Whatever the truth of the origins of its name, it is known that betony has been one of the most prized of all herbs since ancient times; its reknown was so great that it was believed that even animals knew of its powers, and a stag injured by an arrow — but not killed — would seek out betony, eat it, and be healed.

The Anglo-Saxons, in particular, valued it above all other herbs.

By the Middle Ages, it was regarded as a panacea, and used to treat almost anything, from dog-bites to toothache, jaundice to gout.

An old saying, originating in Sussex, was, ‘sell your coat and buy betony’, testimony to the high esteem in which it was held.

No physic garden was ever without it, and even today, it can still be found growing around the ruins of monasteries.

By the 20th century, it had become neglected, but modern herbalists are using it once more, and incorporating it in treatments for some headaches and neuralgia, as well as anxiety — always among its foremost uses.

A weak betony tea (not all that dissimilar in taste to normal tea) taken three times a day is still reckoned a good treatment for tension-related headaches and to soothe period pain.

It is also still considered useful for treating diarrhoea and indigestion.

Be warned though, fresh leaves are said to cause intoxication, and it is not a herb to be used in pregnancy.

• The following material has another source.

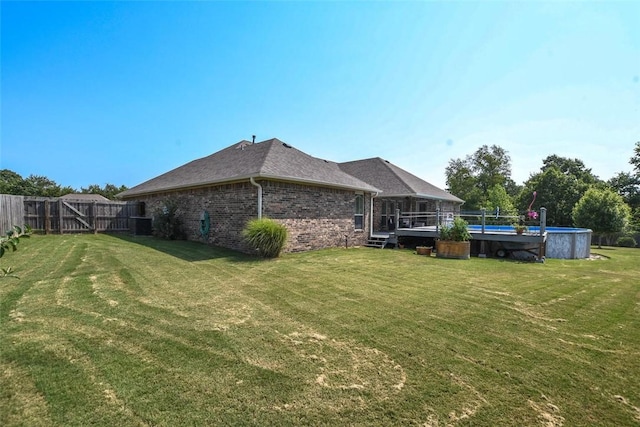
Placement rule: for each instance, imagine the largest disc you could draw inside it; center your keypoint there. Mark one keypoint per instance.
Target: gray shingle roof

But in the days of yore, betony wasn’t just rated for its medicinal qualities. It was considered to be a powerful herb of magic, offering protection against ‘the dark arts’ and ‘evil spirits’.

As a result, it was often planted in churchyards, and by houses. People would wear it to guard against ‘fearful visions’ and to drive away ‘devils and despair’.

Even today, many witches and druids still use betony to protect the soul and the body against harm.

A further interesting ancient folk belief regarding betony was that snakes would fight and kill each other wherever betony had been planted in a ring.

As a girl’s name, Betony is very rare, and what use it has seen has largely been since the 1970s.

But with poor old Betty now seemingly thoroughly out to pasture, and Betsy only just starting to rise again in the UK, Betony — with all its rich and evocative layers of meaning — could be seen as providing a distinctly contemporary alternative.